Dad, who helped run the wealthy Jackson family out of town for having the wrong skin color, actually looked heavenward when he said that God had smiled on us
when HE had the Haneys move next door in the early 1960s, shortly after Sara and I, fraternal twins, were born.
But if one bought into his God,
then the Lord
was not smiling on us
but putting us in the kill range of the Haney son, Donald.
He had considerable help from my parents. After years of sucking up to them, Dad’s hard work paid off when the Haneys invited Sara to spend the night
with their daughter, Danielle.
Spending the night. How quaint.
For the rest of the world; those not remaining in the 1950s but in the here and now of the 1970s; that phrase meant premarital sex.
SARA AND I KNEW IT was a naughty expression; something Travolta and Burt Reynolds did with women; and vice versa.
We knew that because from our vantage point in the shadows of the hallway leading into the TV room, we secretly watched what our parents secretly watched via Showtime.
Subscribing to Showtime, where one could watch R-rated movies from the privacy of their own den, was one of the many guilty little secrets of the Mullin establishment.
Everyone was in the know about this. All you had to do was overhear them blasting Hollywood’s latest in the vestibule of the church. Their rants were detailed and could only have come from those who had seen the movies and not just been told about them from Anita Bryant.

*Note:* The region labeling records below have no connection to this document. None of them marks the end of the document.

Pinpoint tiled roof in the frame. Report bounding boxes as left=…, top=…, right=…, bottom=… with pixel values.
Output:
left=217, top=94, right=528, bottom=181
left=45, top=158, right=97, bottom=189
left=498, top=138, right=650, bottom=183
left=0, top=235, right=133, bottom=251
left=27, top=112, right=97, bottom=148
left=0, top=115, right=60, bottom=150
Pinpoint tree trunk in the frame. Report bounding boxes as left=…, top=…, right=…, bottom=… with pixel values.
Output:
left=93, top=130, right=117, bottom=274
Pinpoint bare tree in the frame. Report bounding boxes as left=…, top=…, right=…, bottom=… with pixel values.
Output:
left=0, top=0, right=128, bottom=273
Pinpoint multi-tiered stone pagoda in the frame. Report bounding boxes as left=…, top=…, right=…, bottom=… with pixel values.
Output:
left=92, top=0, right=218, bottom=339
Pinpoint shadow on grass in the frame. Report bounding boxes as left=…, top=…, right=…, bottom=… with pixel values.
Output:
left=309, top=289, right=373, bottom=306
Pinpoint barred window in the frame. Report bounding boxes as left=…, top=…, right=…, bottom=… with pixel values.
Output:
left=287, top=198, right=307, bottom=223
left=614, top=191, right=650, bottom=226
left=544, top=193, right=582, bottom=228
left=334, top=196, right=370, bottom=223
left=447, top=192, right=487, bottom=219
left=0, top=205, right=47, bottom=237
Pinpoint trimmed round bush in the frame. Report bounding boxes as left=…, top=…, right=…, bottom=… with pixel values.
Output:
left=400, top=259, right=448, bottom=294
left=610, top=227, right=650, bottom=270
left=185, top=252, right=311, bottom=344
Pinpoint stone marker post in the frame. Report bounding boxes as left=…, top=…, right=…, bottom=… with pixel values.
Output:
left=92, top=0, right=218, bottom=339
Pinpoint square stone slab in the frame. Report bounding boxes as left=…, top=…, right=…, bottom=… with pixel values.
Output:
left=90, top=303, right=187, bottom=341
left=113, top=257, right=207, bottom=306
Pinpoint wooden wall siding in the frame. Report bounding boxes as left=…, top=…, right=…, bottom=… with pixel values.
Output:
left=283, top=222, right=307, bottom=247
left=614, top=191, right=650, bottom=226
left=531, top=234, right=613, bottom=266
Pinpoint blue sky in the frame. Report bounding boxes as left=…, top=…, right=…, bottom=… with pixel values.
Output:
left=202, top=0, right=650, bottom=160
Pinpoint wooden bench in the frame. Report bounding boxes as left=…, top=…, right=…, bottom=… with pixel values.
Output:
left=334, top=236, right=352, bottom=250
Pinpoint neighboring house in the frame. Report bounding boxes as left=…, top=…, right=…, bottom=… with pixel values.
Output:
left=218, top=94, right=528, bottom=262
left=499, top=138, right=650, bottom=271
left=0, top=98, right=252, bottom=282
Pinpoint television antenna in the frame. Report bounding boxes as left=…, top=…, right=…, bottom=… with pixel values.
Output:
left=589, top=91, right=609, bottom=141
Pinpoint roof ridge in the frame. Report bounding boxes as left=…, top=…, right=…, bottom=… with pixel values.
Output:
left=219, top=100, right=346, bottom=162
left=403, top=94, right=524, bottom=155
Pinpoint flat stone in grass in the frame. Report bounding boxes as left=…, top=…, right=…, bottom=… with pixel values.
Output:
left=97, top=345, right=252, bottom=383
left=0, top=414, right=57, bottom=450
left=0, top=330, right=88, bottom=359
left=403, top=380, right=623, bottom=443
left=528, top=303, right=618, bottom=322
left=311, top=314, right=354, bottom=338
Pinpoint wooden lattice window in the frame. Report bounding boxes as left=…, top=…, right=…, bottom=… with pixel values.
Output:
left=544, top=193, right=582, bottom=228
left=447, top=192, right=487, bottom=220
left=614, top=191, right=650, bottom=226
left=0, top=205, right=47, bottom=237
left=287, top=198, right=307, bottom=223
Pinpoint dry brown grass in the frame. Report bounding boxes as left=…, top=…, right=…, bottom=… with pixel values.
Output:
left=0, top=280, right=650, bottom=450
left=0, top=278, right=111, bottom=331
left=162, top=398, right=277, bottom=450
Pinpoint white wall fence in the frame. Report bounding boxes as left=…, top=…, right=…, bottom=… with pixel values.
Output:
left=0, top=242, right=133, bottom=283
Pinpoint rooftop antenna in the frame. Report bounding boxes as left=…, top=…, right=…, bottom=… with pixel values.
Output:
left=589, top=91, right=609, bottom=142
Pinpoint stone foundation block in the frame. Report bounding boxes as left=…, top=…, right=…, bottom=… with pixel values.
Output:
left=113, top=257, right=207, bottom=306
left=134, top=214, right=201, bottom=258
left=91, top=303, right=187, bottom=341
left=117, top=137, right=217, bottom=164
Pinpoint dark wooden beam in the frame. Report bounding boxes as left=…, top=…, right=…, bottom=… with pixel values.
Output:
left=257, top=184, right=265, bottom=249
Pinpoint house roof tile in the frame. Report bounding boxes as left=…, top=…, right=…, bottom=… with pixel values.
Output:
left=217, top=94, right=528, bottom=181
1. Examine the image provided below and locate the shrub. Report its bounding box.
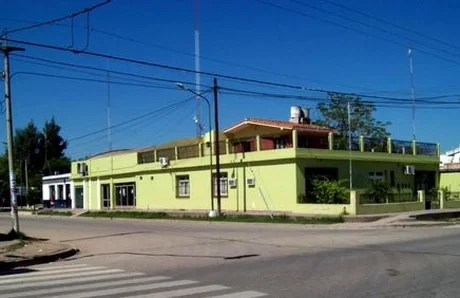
[366,181,390,204]
[311,179,350,204]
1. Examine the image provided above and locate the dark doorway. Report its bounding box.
[414,171,439,209]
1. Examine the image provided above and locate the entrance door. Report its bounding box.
[415,171,439,209]
[115,183,136,207]
[75,186,83,209]
[101,184,112,209]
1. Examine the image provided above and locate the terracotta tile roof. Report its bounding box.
[225,118,334,133]
[441,162,460,172]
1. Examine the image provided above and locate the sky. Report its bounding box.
[0,0,460,158]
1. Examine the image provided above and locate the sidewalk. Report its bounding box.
[0,240,78,270]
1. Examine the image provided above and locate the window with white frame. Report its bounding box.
[213,173,228,197]
[176,175,190,198]
[369,172,385,182]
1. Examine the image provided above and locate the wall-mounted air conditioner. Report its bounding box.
[246,178,256,186]
[158,157,169,168]
[228,179,236,188]
[404,166,415,175]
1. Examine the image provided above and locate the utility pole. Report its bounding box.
[195,0,202,138]
[347,100,353,191]
[407,48,415,141]
[213,78,222,216]
[24,159,28,209]
[0,44,24,233]
[107,59,112,152]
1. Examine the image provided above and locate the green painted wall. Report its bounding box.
[72,140,438,214]
[439,172,460,192]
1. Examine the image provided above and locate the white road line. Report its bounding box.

From our darkened perch, Showtime educated us. We knew that spending the night
was the PG expression of sex. Fucking
was the R-rated expression.
Once aware of both expressions, Sara and I played word games with them. Sitting there in the darkness, we kept a list of how many times the word fuck
was uttered onscreen. The record-holder was the R-rated version of Saturday Night Fever. Second place was Semi-Tough, a Burt Reynolds movie in which the actor, with his deadpan, throwaway delivery, always made the word fuck
sound less naughty and more rhythmic, like a conga beat.
But I didn’t hear the word voiced in all its forbidden glory until I heard Donald Haney, the future murderer of my sister, say it even more eloquently than Reynolds. For some reason, that memory, unlike so many others, does not lay dormant. It doesn’t need a car backfiring to trigger it.
My dad had left me alone in the car while he went into the 7-11. Donald, who had been pumping gas into his red Corvette, saw me and came over with all his blonde hair, beard, faded blue jeans, and KISS t-shirt (who I was told, on the playground, if you played their music backwards, you could hear them praying to Satan). He leaned into the open car window on my side, and his pale, Paul Newman eyes seemed to dance with mischievous energy.
Don’t let this place fuck you over,
he said. He wasn’t grinning. But he did grin when he pulled a switchblade out of his pocket, pressed a button on it, and the blade shot out—not flipped out like other switch blades—with a snap.
I laughed when he stabbed the air like Zorro.
DONALD SAW DAD RACING toward our car; and to show Dad he wasn’t afraid of him, he did an elaborate bow, then hipster walked back to his Corvette.
Dad looked like he wanted to beat the shit out of both of us.